Picture someone you know, love or being a victim of rape. How would you feel if people said this to you or about you? This is what many victims and survivors of rape or sexual assault deal with.
To clarify, no matter what I am wearing or what my blood-alcohol content is, it does not give anyone permission to do what they please with my body.
Statistics show 1 in 4 women and 1 in 6 men will be raped or sexually assaulted in their lifetime, with only 6 percent of rapists ever spending a single day in jail for their crime. That means 94 percent of rapists, people who cause serious physical, mental and emotional trauma, walk away scot-free. This is unacceptable, and to be frank, insulting to victims of rape.
There is absolutely no excuse for rape. No situation or circumstance can justify defiling a person that way.
One topic that some seem to struggle with is sexual consent. Sexual consent is defined as “when someone agrees, gives permission or says ‘yes’ to sexual activity. Sexual consent is freely given and done so in a state in which they can agree to such activity. Sexual consent can be withdrawn by any person involved at anytime.
To clarify, here’s an analogy, think of sex like a cup of tea. You can offer to make someone a cup of tea, but if they don’t want it, then you simply do not give them tea. If they would like the cup of tea, then you can make them one.
Victim blaming is also something that is common and not acceptable. For some reason, people are OK with the notion that wearing revealing clothing, a person’s sexual history or how many drinks someone has been pumping into themselves while simply trying to have a good time is an invitation for sex. It’s not.
If rape were related to how much sex someone has had in the past, then virgins wouldn’t be raped. If rape were related to how much someone has had to drink, sober people wouldn’t be raped.

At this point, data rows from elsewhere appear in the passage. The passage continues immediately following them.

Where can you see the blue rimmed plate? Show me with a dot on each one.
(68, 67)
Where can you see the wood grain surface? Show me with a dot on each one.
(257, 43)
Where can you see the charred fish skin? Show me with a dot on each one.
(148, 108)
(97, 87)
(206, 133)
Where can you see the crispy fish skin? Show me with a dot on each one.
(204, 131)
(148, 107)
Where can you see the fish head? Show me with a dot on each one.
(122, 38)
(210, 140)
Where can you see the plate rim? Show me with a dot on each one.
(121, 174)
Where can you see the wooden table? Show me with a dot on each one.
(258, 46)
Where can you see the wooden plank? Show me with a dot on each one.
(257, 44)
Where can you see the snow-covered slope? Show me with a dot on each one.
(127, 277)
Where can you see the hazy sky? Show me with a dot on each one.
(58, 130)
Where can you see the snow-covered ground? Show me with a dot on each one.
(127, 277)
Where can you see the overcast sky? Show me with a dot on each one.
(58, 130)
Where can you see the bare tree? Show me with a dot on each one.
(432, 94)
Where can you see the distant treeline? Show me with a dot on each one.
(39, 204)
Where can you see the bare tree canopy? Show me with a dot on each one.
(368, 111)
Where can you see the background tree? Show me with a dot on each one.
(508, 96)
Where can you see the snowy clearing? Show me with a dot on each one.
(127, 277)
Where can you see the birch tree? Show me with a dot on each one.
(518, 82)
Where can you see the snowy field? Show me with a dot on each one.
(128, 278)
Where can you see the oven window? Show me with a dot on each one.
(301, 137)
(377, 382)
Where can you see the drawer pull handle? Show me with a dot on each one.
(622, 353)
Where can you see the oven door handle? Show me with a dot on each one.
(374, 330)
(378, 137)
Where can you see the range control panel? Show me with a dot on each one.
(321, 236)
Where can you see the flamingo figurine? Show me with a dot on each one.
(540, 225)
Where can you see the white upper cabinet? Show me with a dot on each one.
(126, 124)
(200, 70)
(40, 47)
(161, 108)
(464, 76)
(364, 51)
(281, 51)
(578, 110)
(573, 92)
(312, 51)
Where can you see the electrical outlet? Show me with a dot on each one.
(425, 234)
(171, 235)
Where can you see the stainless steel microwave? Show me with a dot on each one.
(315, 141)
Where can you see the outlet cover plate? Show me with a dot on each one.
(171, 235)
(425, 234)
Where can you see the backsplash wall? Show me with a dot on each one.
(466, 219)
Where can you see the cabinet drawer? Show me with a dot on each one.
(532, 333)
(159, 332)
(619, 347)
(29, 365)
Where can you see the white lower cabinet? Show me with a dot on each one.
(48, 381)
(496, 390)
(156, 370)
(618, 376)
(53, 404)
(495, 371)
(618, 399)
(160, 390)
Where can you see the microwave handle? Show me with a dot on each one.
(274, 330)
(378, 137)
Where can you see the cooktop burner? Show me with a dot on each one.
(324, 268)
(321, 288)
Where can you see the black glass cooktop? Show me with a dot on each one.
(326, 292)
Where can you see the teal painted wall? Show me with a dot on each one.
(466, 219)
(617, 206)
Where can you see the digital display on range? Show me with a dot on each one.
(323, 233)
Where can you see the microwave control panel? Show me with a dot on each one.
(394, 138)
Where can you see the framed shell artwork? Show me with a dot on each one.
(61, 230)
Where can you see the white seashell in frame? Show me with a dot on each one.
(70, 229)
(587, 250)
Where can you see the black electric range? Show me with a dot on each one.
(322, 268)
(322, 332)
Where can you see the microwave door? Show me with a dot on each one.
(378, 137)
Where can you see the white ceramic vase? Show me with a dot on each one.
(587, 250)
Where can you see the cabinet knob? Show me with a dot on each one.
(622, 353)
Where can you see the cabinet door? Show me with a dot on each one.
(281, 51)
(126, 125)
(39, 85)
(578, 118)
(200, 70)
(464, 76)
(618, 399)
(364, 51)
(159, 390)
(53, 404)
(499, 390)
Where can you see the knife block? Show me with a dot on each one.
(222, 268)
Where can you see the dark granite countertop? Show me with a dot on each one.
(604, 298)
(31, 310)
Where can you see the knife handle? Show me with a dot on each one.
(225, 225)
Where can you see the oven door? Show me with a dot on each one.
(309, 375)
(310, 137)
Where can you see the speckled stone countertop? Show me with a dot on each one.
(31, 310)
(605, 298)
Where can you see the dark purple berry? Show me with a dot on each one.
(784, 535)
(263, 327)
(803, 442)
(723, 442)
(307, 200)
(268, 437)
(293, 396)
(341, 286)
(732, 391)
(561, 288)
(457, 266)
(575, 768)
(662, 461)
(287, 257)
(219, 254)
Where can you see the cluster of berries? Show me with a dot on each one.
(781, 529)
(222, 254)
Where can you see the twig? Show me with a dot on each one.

Rape and sexual assault is something that has lately been more in the spotlight. The topic has been receiving more attention, as it should.
The spotlight allows us to have a chance to educate and inform others about how sexual assault and rape culture affects society. With the continued increase of advocacy, we can hope instances of sexual assault and rape decrease. In a perfect world, it wouldn’t even happen, but that’s wishful thinking. For now, advocacy, compassion and understanding is the best we can do.